Significance of Nodal Yields
Nodal yield of neck specimens may improve our understanding of the indications and ramifications of the various neck dissections. Bhattacharyya studied the effect of neck dissection on the nodal yields in patients who underwent radical neck dissection (42), modified radical neck dissection (57), or selective neck dissection (34). Although the total nodal yield was significantly different among the various neck dissections, the positive (pathologic) nodal yield was not (P = .62). Clearly, future prospective studies are warranted to evaluate the efficacy of selective neck dissection for patients with multiple positive nodes.
Controversy over the management of the node-negative neck will not be entirely resolved until prospective studies are undertaken that match individuals randomized into separate modified radical neck dissection vs selective neck dissection groups. However, one irrefutable advantage of the selective neck dissection for the node-negative neck must be emphasized: The selective neck dissection provides invaluable staging information. Pathologic examination of dissected lymph nodes heightens the power of appropriate therapeutic decision-making. Selective neck dissection identifies those clinically node-negative patients (eg, pathologic N2b,c, or those with extracapsular spread) who may benefit from adjuvant therapy; it may also save other patients (pathologic N0) from the toxicity of adjuvant treatment after surgery. Other indications for selective neck dissection (as opposed to radiotherapy or observation) in the node-negative neck can include obese/muscular necks (which present the possibility of a geographic miss with radiotherapy or difficult clinical exam with observation) and noncompliant patients.

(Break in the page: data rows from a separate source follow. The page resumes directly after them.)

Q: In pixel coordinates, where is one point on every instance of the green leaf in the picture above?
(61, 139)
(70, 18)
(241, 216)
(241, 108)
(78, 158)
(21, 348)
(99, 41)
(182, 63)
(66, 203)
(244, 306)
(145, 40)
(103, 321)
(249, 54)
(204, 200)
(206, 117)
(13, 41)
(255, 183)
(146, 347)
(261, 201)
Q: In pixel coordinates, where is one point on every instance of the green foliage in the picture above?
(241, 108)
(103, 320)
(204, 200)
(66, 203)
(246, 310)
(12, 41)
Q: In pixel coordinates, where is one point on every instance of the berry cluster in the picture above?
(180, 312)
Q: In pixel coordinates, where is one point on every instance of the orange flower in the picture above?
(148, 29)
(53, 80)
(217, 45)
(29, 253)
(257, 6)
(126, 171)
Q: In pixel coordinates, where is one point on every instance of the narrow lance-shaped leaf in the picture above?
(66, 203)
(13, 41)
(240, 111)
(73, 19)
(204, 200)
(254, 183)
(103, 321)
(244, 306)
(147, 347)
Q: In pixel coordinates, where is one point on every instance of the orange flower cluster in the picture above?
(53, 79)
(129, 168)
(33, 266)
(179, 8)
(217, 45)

As more centers are realizing the positive survival and functional impact of multimodality therapy for patients with advanced head and neck cancer, the role of surgery is being redefined. Dr. Robbins and others have shown the feasibility of performing posttreatment selective neck dissections on patients who have undergone concomitant chemoradiotherapy.[8-10] Although previous surgical dogma proclaimed increased complication rates when operating within a previously radiated field, these authors have shown the efficacy (low recurrence rate) and low morbidity associated with selective neck dissection in a chemoradiated field.

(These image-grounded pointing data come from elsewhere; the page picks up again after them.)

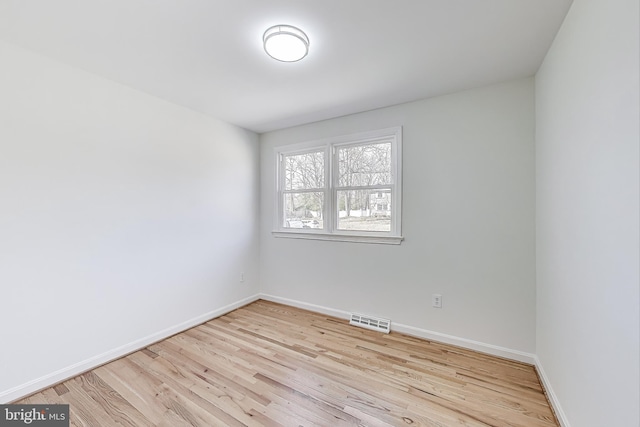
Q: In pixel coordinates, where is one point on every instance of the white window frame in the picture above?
(330, 148)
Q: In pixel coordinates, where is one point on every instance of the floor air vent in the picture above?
(369, 322)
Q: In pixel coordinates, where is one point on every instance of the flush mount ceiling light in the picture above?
(285, 43)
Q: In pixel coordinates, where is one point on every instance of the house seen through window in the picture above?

Further issues for investigation include spinal accessory nerve function and quality of life in chemoradiated patients who have undergone selective neck dissection. Other issues, such as the utilization of the sentinel lymph nodes, role of selective neck dissection for low-volume neck recurrences, timing of selective neck dissection, and outpatient management of selective neck dissection patients, also require analysis.
Under the leadership of physicians and surgeons like Dr. Robbins, these areas of future study will help elucidate optimal treatment strategies for patients with head and neck cancer, thereby enhancing our patients’ survival while preserving their overall function.